Et puis quelle aubaine !
Cela permet d’effacer le rôle des ministres communistes qui l’on conçue et bâtie et de ce petit peuple d’ouvriers essentiellement CGT qui pendant 8 mois ont construit les caisses sur leur temps de congé et après leur temps de travail.
Et tout cela rendu possible grâce au rapport de force de l’époque (que l’on taira évidemment) et sans lequel nous n’aurions ni sécu ni toutes les lois sociales.
Un rapport de force simple qu’il faut rappeler : 29 % des voix au PCF, 5 millions d’adhérents à la CGT, une classe ouvrière grandie par sa résistance, un patronat sali par sa collaboration.
Et pourtant c’est lui Ambroise CROIZAT, c’est lui le bâtisseur de ce beau conquis social de janvier 1946 à juillet 1946 alors qu’il était ministre du travail et de la Sécurité Sociale (de novembre 1945 à mai 1947).

On vous parlera encore d’une création de De Gaulle… oui mais, voilà, De Gaulle avait déjà démissionné (15 janvier 1946) lorsque Croizat, après avoir conçu les lois créant la sécu (mai, juin 1946), mit en place les 138 caisses avec la CGT et le peuple de France. (Malgré l’opposition violente de la droite, des assurances privées, des médecins, des patrons, des notables mutualistes, de la CFTC.)
De plus De Gaulle sera le premier à la casser en octobre 1967 avec les ordonnances Jeanneney qui suppriment les élections démocratiques des caisses, divisent la sécu en trois branches et établissent le paritarisme qui donne la gestion aux patrons.
Juste une petite vérité à rétablir: Pierre Laroque n’est que le commis d’écriture qui mit en forme l’ordonnance portant création de la sécu du 4 octobre 1945.
Cette ordonnance est une émanation directe du CNR et de la réflexion et conception collective menée sous la maîtrise d’œuvre de Croizat dès sa nomination comme président de la Commission du Travail à l’Assemblée Consultative (juin 1943) du Gouvernement provisoire à Alger.
Et ceci en lien très actif avec les services du ministère de la Santé dirigé par François Billoux, autre ministre communiste, jamais évoqué lorsque l’on parle de la sécurité sociale.
Pierre Laroque ne prendra d’ailleurs ses fonctions qu’en septembre 1944. C’est sûr qu’il est difficile d’admettre la réalité de l’Histoire et surtout l’actualité brûlante et la modernité d’un homme comme Ambroise Croizat à l’heure où droite, patronat et socialistes veulent privatiser ce bien national qu’est notre belle sécurité sociale.
Le meilleur hommage que nous pouvons rendre à Ambroise Croizat est de nous battre sans cesse partout pour que la sécurité sociale ne soit pas une coquille vide livrée au privé mais qu’elle reste ce que Croizat et le peuple de France ont voulu qu’elle soit : un vrai lieu de solidarités, un rempart au rejet, à la souffrance et à l’exclusion.

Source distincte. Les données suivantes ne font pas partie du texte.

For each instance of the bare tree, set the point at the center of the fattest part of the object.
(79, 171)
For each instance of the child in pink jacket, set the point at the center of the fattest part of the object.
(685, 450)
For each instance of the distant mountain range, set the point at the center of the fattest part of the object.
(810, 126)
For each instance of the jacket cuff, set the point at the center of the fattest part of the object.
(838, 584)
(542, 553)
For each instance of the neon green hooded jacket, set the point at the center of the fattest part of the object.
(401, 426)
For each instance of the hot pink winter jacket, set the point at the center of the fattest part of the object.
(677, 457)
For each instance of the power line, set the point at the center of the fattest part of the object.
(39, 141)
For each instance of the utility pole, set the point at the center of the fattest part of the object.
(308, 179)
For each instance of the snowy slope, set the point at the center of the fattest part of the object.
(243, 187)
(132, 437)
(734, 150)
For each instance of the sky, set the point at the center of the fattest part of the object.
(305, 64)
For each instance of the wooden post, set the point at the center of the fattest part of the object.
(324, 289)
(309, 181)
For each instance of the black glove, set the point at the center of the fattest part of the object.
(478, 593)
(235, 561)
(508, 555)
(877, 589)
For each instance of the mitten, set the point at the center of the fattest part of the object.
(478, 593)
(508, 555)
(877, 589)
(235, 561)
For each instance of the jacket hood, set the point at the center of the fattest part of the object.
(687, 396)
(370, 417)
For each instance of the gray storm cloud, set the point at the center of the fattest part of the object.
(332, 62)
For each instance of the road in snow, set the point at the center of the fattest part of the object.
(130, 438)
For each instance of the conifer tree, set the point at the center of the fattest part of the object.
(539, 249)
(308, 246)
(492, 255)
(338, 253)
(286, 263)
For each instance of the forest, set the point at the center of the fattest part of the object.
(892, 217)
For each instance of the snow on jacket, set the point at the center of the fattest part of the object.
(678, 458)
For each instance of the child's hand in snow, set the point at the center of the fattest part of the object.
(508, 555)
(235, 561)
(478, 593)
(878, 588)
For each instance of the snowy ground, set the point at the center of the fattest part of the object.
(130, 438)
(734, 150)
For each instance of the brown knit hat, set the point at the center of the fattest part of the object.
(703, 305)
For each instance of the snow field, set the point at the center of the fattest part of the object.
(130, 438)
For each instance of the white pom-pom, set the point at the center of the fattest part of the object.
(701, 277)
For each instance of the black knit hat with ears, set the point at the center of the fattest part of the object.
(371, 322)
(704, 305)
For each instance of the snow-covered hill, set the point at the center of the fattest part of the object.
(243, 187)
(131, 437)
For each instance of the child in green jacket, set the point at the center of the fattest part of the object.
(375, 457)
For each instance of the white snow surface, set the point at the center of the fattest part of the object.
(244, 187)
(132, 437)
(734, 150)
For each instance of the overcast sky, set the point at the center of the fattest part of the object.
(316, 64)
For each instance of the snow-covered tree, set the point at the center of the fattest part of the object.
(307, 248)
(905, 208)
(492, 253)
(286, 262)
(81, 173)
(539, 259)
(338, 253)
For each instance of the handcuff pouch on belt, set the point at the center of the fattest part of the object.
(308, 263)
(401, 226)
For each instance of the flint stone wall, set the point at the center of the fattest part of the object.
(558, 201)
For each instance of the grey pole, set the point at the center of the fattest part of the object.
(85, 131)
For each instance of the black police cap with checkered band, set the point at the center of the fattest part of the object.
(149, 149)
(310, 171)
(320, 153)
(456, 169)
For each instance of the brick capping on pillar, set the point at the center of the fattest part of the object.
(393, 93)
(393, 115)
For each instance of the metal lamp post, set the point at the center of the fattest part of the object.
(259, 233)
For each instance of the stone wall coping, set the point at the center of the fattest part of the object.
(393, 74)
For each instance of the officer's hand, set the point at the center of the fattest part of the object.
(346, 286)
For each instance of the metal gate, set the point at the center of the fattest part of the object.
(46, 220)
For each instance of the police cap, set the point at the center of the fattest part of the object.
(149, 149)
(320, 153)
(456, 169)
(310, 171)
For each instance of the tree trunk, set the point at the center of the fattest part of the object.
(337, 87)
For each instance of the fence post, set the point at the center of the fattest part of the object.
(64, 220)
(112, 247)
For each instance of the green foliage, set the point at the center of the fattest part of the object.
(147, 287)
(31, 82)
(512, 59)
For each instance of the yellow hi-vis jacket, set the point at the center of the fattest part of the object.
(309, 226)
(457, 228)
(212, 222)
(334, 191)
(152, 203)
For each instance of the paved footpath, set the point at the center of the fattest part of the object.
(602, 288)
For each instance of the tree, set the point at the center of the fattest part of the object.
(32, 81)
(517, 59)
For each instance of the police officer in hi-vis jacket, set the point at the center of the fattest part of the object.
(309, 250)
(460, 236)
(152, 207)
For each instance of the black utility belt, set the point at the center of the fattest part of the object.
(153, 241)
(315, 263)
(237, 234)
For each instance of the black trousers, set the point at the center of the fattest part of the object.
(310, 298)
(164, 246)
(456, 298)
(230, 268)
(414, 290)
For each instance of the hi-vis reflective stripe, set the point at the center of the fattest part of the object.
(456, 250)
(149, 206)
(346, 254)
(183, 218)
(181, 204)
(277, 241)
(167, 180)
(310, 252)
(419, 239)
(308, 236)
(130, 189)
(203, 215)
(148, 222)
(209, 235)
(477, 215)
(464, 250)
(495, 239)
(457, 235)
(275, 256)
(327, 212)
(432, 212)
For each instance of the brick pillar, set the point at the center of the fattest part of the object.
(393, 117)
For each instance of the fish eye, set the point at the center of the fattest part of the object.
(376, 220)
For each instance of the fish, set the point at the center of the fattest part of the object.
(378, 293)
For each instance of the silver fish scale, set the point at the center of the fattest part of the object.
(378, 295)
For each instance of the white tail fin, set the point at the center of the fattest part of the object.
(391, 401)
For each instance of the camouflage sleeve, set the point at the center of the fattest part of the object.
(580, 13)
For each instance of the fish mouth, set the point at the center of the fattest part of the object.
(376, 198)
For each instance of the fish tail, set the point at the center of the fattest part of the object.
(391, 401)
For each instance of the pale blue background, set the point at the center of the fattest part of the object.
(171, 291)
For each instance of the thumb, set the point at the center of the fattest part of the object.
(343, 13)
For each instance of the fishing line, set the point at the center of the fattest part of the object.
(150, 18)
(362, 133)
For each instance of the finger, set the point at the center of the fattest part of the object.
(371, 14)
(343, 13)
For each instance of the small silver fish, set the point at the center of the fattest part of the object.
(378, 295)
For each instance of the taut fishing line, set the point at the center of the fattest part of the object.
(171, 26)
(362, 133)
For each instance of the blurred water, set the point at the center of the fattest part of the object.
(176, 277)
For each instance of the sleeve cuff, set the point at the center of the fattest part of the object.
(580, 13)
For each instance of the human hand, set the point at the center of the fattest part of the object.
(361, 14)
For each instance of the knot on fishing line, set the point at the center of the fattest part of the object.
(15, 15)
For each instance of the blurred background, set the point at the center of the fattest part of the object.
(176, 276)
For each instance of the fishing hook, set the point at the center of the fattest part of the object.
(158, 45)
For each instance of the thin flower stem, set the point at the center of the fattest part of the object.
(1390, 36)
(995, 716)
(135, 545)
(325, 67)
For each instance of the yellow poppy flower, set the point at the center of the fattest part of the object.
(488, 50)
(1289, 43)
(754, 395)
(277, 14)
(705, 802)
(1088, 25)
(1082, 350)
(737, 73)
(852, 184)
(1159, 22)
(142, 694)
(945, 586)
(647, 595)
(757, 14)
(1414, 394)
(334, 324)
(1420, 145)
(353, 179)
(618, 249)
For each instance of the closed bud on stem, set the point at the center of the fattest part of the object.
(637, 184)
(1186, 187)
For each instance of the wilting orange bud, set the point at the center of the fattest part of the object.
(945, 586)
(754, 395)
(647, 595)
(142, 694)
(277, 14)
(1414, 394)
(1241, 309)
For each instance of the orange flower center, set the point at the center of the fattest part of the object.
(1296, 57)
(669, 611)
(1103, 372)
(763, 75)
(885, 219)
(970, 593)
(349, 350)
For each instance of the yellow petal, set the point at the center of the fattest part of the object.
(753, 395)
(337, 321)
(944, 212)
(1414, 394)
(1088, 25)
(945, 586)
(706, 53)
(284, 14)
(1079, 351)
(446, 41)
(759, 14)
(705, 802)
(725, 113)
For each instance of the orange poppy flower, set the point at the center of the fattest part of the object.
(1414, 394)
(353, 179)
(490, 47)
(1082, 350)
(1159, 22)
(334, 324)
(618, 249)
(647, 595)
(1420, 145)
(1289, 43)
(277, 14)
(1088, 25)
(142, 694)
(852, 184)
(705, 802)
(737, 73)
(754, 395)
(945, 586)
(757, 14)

ET D’ÊTRE DANS LA RUE LE 8 OCTOBRE

Je ne serai pas, malgré une invitation officielle, dans la cérémonie nationale du 70° anniversaire le 6 octobre à la Mutualité (en plus !! quel scandale !).
Sachant qu’on refusera de me donner la parole pour rétablir l’histoire, je n’irai pas parader auprès de Marisol Touraine et Francois Hollande et tous ceux qui cassent la sécu…
En espérant que le beau mouvement ouvrier en fera autant et sera plutôt par millions dans la rue le 8
Merci de partager abondamment

Amitiés à tous

MICHEL ETIEVENT Historien et écrivain.